Improving Oracle Efficiency with Managed Proposers
TL;DR
We’ve launched an update to UMA’s optimistic oracle (OO) that gives integrations like Polymarket more tools to manage their requests. The new proposer whitelist feature reduces low-quality or premature proposals while preserving UMA’s core principle: open, decentralized dispute resolution.
How Proposing Works in UMA
Polymarket’s current integration with UMA’s optimistic oracle triggers an oracle request at the moment a market is created. These requests can be simple (eg. “Did Candidate X win the election?” ) or more complex (e.g. “Which company has the best AI model by the end of August?”).
If no one disputes the proposal during its challenge period, it becomes accepted truth onchain. If it gets disputed, the proposal is escalated to UMA’s Data Verification Mechanism (DVM), where a decentralized community of stakeholders vote on its accuracy.
While permissionless proposing has worked well, the continued scaling of Polymarket and the optimistic oracle requires market resolution to evolve.
Why Introduce Managed Proposers?
UMA’s mission is to maximize decentralized truth verification while keeping resolution efficient and credible.
The OO is already quite efficient, clocking in at a dispute rate of ~1.3%. Over the past year, usage of the OO has grown by nearly 500%, with integrations like Polymarket generating thousands of proposals each month. This growth is a sign of healthy adoption, but it also brings friction.
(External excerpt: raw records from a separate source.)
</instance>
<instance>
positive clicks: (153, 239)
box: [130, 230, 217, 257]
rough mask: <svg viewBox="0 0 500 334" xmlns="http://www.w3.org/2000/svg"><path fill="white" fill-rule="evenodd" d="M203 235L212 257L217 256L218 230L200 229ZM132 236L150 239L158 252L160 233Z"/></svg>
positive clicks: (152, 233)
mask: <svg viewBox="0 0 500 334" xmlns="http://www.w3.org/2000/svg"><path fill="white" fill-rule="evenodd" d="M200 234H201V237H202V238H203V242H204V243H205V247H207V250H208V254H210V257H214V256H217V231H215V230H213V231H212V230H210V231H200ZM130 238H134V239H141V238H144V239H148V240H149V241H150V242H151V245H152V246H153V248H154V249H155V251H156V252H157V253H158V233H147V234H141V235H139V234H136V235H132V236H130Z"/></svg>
As usage and demand grows, two challenges have become clear:
Challenge 1: Low-Quality Proposals
Inexperienced proposers sometimes submit incorrect answers, leading to unnecessary disputes.
We’ve noticed that many incorrect proposals come from new Polymarket or UMA users who aren’t yet familiar with the entire process. In some cases, these proposers are encouraged by others, who then dispute the proposal for their own profit.
We’ve introduced safeguards including educational resources and proposal pop-up warnings, but this behavior still occurs.
Challenge 2: Operational Overhead
Constant disputes consume time and attention for both integration teams and the UMA community.
While the OO remains fault tolerant and incorrect proposals don’t cause resolution errors, they still create real costs: new proposers lose bonds, resolutions are delayed, and hundreds of voters (420 unique voters over recent votes) spend time on avoidable disputes.
For high-volume integrations like Polymarket, efficiency matters. The solution is a more managed proposal process.
How A Managed Proposer System Works
The new proposer whitelist feature puts more control in the hands of integrations, without changing UMA’s open dispute rules:
Per-request whitelist: Each market can specify which addresses are allowed to propose.
Flexible management: Integrations can set or update the whitelist before a proposal is made, and adjust challenge periods or bonds as needed.
Permissionless disputes: Anyone can still challenge a proposal they believe is wrong.
Case Study: Polymarket’s Proposer Whitelist
At launch, Polymarket’s default proposer whitelist requires 20+ proposals within the past 3 months with an accuracy rate above 95%. 37 unique addresses meet these guidelines.
Together, these whitelisted proposers accounted for 96% of all proposals during that time period, with a cumulative accuracy rate of 99.7%. By comparison, non-whitelisted proposers achieved only 85.8% accuracy over the same time frame.
Here’s the data for all Polymarket proposals that settled over the last 3 months:


What This System Improves
We believe adding proposer whitelists provides benefits to our system and the applications that use it. Here’s how:
Fewer bad proposals reduce potential delays and governance overhead.
Faster, dispute-free resolutions improve user experience and trust.
Transparent whitelist guidelines provide visibility for everyone.
UMA enforces the whitelist logic, but integrations decide how to use it. This ensures accountability without centralizing control.
What Is Not Changing
There are a few aspects that are not changing worth keeping in mind:
Disputes remain 100% permissionless. Anyone can challenge a bad proposal, whitelisted or not.
UMA tokenholders still arbitrate the final truth. Economic skin in the game remains the ultimate backstop, and it’s 100% permissionless.
Proposal data remains transparent. Who proposed, when, and with what data remains publicly visible.
A Stronger Foundation for Onchain Truth
Proposers are the frontline troops in UMA’s optimistic oracle. They are critical to the system’s success and the applications that depend on its integrity.
By tightening the proposal layer while keeping disputes open, UMA is making truth verification faster, more reliable, and better suited for high-volume applications.
Prediction markets will resolve with less noise. Applications can customize their security without rebuilding the wheel. And the community can focus on verifying truth, not filtering out bad proposals.
Truth onchain is still open. Now it’s better protected.